My Cautious Brain

I’ve never been a thrill-seeker.  I first learned discovered my aversion to heights and speed on a trip to Magic Mountain with friends when I was about 14. Until that day, I had never made a connection between fun and danger.  So, I had no fear during the 30-minute wait to board the biggest roller coaster I had ever seen in my life.
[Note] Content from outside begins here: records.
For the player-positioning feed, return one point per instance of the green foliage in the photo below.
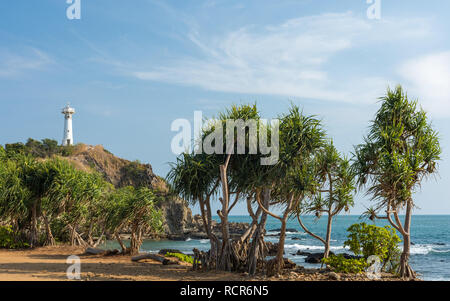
(367, 240)
(182, 257)
(39, 149)
(400, 151)
(340, 264)
(10, 239)
(36, 192)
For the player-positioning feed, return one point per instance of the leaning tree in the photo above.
(400, 151)
(333, 191)
(300, 137)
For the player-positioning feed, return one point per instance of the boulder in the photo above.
(334, 276)
(315, 257)
(165, 251)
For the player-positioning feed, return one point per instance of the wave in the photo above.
(424, 249)
(308, 247)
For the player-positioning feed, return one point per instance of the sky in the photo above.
(130, 68)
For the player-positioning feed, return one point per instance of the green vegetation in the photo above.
(44, 199)
(331, 190)
(310, 177)
(340, 264)
(9, 239)
(400, 151)
(38, 149)
(368, 240)
(182, 257)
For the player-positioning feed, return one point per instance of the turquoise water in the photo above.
(430, 254)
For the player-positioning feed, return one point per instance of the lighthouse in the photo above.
(68, 133)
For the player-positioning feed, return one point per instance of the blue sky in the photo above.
(131, 68)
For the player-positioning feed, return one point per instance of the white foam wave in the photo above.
(424, 249)
(308, 247)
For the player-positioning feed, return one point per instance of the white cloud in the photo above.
(428, 78)
(13, 64)
(290, 59)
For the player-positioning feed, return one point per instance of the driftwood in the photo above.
(162, 259)
(94, 251)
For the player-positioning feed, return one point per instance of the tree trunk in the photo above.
(405, 270)
(136, 240)
(257, 251)
(33, 230)
(328, 237)
(50, 239)
(280, 251)
(122, 245)
(225, 252)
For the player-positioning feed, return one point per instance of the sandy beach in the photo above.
(49, 264)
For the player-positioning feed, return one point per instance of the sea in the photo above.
(430, 236)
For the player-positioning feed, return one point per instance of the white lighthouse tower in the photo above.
(68, 133)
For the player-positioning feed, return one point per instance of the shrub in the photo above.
(340, 264)
(9, 239)
(182, 257)
(367, 240)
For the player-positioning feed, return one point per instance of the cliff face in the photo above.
(120, 172)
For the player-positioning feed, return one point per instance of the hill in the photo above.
(119, 172)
But what happened after the ride should have caused me great embarrassment, but I don’t recall feeling that way at all.

 That was to be my first and last experience on a full size roller coaster.  When the ride ended, my friends disembarked, but I sat silently in the roller coaster car for a good 5 minutes, paralyzed.  It took a park attendant to escort me from the ride, reassuring my quaking body the whole time that I was in fact “okay”.  No more fast and furious roller coasters for me!  I think most kids would have been embarrassed by the incident that happened in full view of four teenage friends and a host of strangers, but I wasn’t.  I was sufficiently scared so as to thwart any sense of embarrassment. 

 I’ve never felt the “need for speed” nor understood those who do, including my own children.  I hate roller coasters and the last thing I would ever want to do is jump out of an airplane.  I see a mountain and I have no desire to climb it.  In fact, I don’t understand people who willingly risk their lives for the next thrill.  I’m so risk adverse, that I won’t go anywhere near the edge of a cliff, even to see the beauty below like the times we took the kids to the Grand Canyon and Yosemite National Park and drove up to Half Dome.  I’m just fine at least 25 feet away from the edge.  I’d prefer to view the beauty below from the safety of an IMAX film—which I’ve done on numerous occasions.

 I’ve been told that I’ve missed out on a lot and that’s probably true. But I have tried to make myself more daring.  Having been traumatized by the horror movies Alfred Hitchcock’s, “The Birds”(1963) and Bert Gordon’s, “Picture Mommy Dead” (1966) I thought I would suck it up and accompany two of my then teenage kids to a horror film they wanted to see.  It didn’t take more than 20 minutes for me to leave the theater and request a refund.  I went shopping until the film was over.  I admit that I’m no fun at thrill-ride amusement parks or water parks.  I’m no fun at certain parties either, having never been high or drunk in my entire life.  The jokes about my tea-toting ways don’t bother me.  I know who I am.

 But my aversion to thrill-seeking extends beyond speed, heights, horror films, and mind-altering drugs.  I still recall the argument I had with myself when all the other college students jumped into the crystal blue water in the Blue Grotto (a sea cave off of the island of Capri in Italy).  This I regret.  And I regret the time I remained in the boat while my kids snorkeled in the waters off the island of Kauai and saw all the wonderful fish.  I regret skipping the opportunity to zip line in Costa Rica.  Each time, I felt real conflict between my desire to experience the amazing and my sense of danger.  I’m not good at putting the brakes on my fear responses, especially because I actually have a strong physical response to the anxiety, even in the movies. Sometimes I hate it that while everyone is having fun, the makeup of my brain demands that I play it safe.  I know I’ve missed out on a lot of cool experiences because of my aversion to danger (no matter how imaginary, as in a horror movie). 

 I’ve often joked that I’m missing the thrill-seeking gene.  In fact, neuroscientists have discovered that different kinds of thrill-seeking behaviors may well be genetic.  Thrill seekers seem to have fewer dopamine-inhibiting receptors and so they need more and more stimulation to be satisfied. People like me seem to have more activity in the frontal cortex that controls emotions, while thrill seekers have less.  Of course, it’s a lot more complicated than that and genetics only accounts for 50-60 percent of this these tendencies while environment makes up the other part of our personality.  I’m glad I didn’t screw up my kids with my inhibitions.

 I may not crave the thrills associated with horror movies, getting high, or sky-diving, but I do crave the mild thrills that come from new experiences like those I get through travel and learning new things.  This too, is one category of sensation-seeking and I’m okay with that. All I can say is, thank God for IMAX movies.